Kilka godzin po tym, jak Hanna Gronkiewicz-Waltz zakazała w Warszawie Marszu Niepodległości, prezydent Andrzej Duda ogłosił, że wraz z rządem organizuje „Biało-Czerwony Marsz 100-lecia Odzyskania Niepodległości”.
„Biało-Czerwony Marsz 100 lecia Odzyskania Niepodległości” to uroczystość państwowa organizowana przez władze Rzeczypospolitej. Zaproszeni są wszyscy. Przyjdźmy tylko z biało-czerwonymi flagami! Bądźmy razem! Pokażmy, że Polska jest jedna, radosna i wspólna! – zaapelował prezydent Andrzej Duda we wtorek wieczorem na Twitterze.
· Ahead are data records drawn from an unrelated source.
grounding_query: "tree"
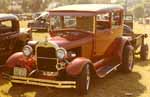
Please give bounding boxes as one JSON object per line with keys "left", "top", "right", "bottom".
{"left": 22, "top": 0, "right": 30, "bottom": 12}
{"left": 0, "top": 0, "right": 11, "bottom": 12}
{"left": 133, "top": 4, "right": 144, "bottom": 19}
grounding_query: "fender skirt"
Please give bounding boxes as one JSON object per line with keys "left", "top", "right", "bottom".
{"left": 5, "top": 52, "right": 36, "bottom": 72}
{"left": 66, "top": 57, "right": 92, "bottom": 76}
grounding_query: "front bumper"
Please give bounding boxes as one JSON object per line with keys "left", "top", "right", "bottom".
{"left": 3, "top": 74, "right": 76, "bottom": 88}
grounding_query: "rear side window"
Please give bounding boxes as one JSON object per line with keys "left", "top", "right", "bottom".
{"left": 112, "top": 11, "right": 122, "bottom": 27}
{"left": 96, "top": 13, "right": 111, "bottom": 30}
{"left": 0, "top": 21, "right": 12, "bottom": 28}
{"left": 0, "top": 20, "right": 13, "bottom": 33}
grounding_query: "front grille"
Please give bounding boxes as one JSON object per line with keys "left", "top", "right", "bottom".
{"left": 36, "top": 47, "right": 57, "bottom": 72}
{"left": 37, "top": 47, "right": 56, "bottom": 58}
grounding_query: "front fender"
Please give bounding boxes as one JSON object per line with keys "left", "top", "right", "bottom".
{"left": 66, "top": 57, "right": 92, "bottom": 76}
{"left": 5, "top": 52, "right": 36, "bottom": 72}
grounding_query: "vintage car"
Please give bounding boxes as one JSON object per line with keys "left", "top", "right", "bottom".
{"left": 123, "top": 15, "right": 148, "bottom": 60}
{"left": 4, "top": 4, "right": 135, "bottom": 95}
{"left": 124, "top": 14, "right": 133, "bottom": 29}
{"left": 27, "top": 12, "right": 49, "bottom": 31}
{"left": 0, "top": 14, "right": 32, "bottom": 65}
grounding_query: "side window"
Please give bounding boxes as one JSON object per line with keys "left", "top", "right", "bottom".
{"left": 0, "top": 20, "right": 12, "bottom": 28}
{"left": 96, "top": 13, "right": 111, "bottom": 30}
{"left": 0, "top": 20, "right": 12, "bottom": 32}
{"left": 112, "top": 11, "right": 122, "bottom": 27}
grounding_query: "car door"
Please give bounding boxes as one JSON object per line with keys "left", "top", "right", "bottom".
{"left": 95, "top": 13, "right": 113, "bottom": 56}
{"left": 95, "top": 11, "right": 123, "bottom": 56}
{"left": 0, "top": 20, "right": 18, "bottom": 65}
Wcześniej prezydent spotkał sie z premierem Mateuszem Morawieckim. Ustalili, że 11 listopada zorganizowany zostanie państwowy marsz z okazji stulecia odzyskania przez Polskę niepodległości. Kwestie organizacyjne marszu spoczywać będą na rządzie. Sekretarz stanu w Kancelarii Prezydenta Błażej Spychalski podczas briefingu zachęcił wszystkie środowiska do uczestnictwa w marszu 11 listopada. – Pokażmy, że jesteśmy jedną, biało-czerwoną drużyną. Pokażmy, że możemy w tym dniu wspólnie świętować – apelował.
Prezydent wyszedł z inicjatywą własnego marszu kilka godzin po tym, jak Hanna Gronkiewicz-Waltz zakazała w Warszawie Marszu Niepodległości. Internet kipi od komentarzy. Część osób zarzuca władzom Warszawy podjęcie bezprawnej decyzji, inni oburzają się na prezydenta i premiera za ogłaszanie nowej imprezy tuż przed Świętem Niepodległości. Przewodniczący warszawskiego klubu „Gazety Polskiej” Adam Borowski sugeruje, że władze ogólnopolskie w rzeczywistości mogą uratować Marsz Niepodległości: – Prezydent Andrzej Duda i premier Mateusz Morawiecki wykazali się wielką mądrością i zapowiedzieli marsz państwowy, którego HGW nie ma możliwości zakazać.